Макс бросил на командира один из своих испепеляющих взглядов. Антон сказал, что ему действительно больше по душе синий цвет.
Макс навсегда оставил за собой последнее слово:
— Синей себе на здоровье.
Музыкальная перебивка окончилась. Переводчик продолжал:
— Как и следовало ожидать, назревала трагедия!
Я посвятил ей поэму в синих стихах с переходом в изумительный фиолет и даже ввел в концовке желтоватые тона.

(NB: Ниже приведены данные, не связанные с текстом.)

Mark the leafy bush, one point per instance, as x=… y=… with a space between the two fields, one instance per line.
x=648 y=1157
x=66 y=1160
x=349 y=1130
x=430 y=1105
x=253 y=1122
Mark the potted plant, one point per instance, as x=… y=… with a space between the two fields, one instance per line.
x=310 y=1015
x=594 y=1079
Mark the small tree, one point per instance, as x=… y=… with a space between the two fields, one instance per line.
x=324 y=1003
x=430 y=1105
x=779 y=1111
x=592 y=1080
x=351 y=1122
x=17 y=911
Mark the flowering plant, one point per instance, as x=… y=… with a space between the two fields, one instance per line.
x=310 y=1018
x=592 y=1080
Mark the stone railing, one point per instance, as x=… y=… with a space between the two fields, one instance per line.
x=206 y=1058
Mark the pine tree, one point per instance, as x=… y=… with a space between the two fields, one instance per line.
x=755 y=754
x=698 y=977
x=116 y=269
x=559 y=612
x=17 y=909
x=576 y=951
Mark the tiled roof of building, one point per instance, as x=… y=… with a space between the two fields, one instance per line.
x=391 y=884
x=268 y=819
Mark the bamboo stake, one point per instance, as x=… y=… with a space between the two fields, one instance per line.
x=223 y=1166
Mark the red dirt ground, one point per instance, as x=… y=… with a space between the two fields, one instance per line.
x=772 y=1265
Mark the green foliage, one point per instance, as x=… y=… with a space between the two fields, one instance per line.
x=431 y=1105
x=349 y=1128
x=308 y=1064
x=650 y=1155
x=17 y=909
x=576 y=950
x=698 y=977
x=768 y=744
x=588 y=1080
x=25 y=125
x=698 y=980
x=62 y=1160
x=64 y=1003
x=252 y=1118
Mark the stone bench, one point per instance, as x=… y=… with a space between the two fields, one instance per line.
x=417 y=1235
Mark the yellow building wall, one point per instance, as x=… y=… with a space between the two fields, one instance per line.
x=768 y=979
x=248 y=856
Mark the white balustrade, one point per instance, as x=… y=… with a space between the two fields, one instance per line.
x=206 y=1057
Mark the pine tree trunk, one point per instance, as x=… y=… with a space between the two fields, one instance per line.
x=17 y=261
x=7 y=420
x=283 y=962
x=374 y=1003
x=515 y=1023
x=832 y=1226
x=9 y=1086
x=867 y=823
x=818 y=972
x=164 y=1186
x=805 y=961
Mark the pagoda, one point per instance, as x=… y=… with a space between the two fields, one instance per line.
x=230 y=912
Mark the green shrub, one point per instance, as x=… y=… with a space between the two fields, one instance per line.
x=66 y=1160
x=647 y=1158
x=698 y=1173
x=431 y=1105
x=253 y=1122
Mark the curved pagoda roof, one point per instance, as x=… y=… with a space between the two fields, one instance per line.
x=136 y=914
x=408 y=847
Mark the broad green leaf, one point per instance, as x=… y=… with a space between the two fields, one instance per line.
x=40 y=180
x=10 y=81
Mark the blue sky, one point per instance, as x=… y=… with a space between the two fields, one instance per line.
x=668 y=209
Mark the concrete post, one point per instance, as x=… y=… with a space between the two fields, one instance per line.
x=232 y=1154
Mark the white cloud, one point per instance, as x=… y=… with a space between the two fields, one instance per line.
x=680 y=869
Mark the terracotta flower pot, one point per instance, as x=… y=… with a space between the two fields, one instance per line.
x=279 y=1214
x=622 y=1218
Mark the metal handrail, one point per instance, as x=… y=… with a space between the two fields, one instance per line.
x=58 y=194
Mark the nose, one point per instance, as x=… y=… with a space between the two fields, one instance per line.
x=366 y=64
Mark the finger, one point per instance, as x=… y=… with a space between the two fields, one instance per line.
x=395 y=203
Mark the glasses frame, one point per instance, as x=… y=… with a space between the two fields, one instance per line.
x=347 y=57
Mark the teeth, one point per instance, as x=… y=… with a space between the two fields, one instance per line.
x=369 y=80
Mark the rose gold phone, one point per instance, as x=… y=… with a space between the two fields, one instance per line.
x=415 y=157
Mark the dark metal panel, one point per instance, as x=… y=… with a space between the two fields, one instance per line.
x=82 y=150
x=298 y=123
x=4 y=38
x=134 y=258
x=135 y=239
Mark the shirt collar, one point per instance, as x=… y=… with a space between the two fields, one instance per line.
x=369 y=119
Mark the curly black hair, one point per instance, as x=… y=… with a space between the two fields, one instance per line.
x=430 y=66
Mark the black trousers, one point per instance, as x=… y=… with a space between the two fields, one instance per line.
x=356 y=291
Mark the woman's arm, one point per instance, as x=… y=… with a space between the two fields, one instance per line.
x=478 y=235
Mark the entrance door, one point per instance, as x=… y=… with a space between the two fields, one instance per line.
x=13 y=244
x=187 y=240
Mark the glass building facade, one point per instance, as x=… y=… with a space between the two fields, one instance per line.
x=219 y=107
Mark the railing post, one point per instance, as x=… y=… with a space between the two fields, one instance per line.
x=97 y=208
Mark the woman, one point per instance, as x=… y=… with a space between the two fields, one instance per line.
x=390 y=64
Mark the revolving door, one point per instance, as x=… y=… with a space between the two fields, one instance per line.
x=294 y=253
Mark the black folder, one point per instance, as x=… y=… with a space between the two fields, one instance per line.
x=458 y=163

На это она преподнесла мне нечто розовое, названное ею сонетом. Что может быть непоправимей!
Долгие обороты мы страдали. Изредка встречались, используя трехмерную телесвязь, и снова расставались. Хотя я, движимый любовью и видя ее страдания, сделал попытку приблизиться к «розовому восприятию действительности» и добился только творческого краха.
Врач высших степеней по имени Видящий сущность после консультации с коллегами сообщил мне, что единственная возможность уладить конфликт — это заменить эмоциональные центры. Но тогда что останется от моей личности! Розовый туман! Нет! И еще раз нет. Она также с негодованием отвергла бестактную рекомендацию врачей.
— Мне ничто не помешает любить в тебе то, что еще теплится за гранью синих фантазий, — сказала она при последней встрече… Хотя в ту пору возле нее «описывал круги», как говорили в пору моей юности, один тип с жидко-розоватыми мыслями.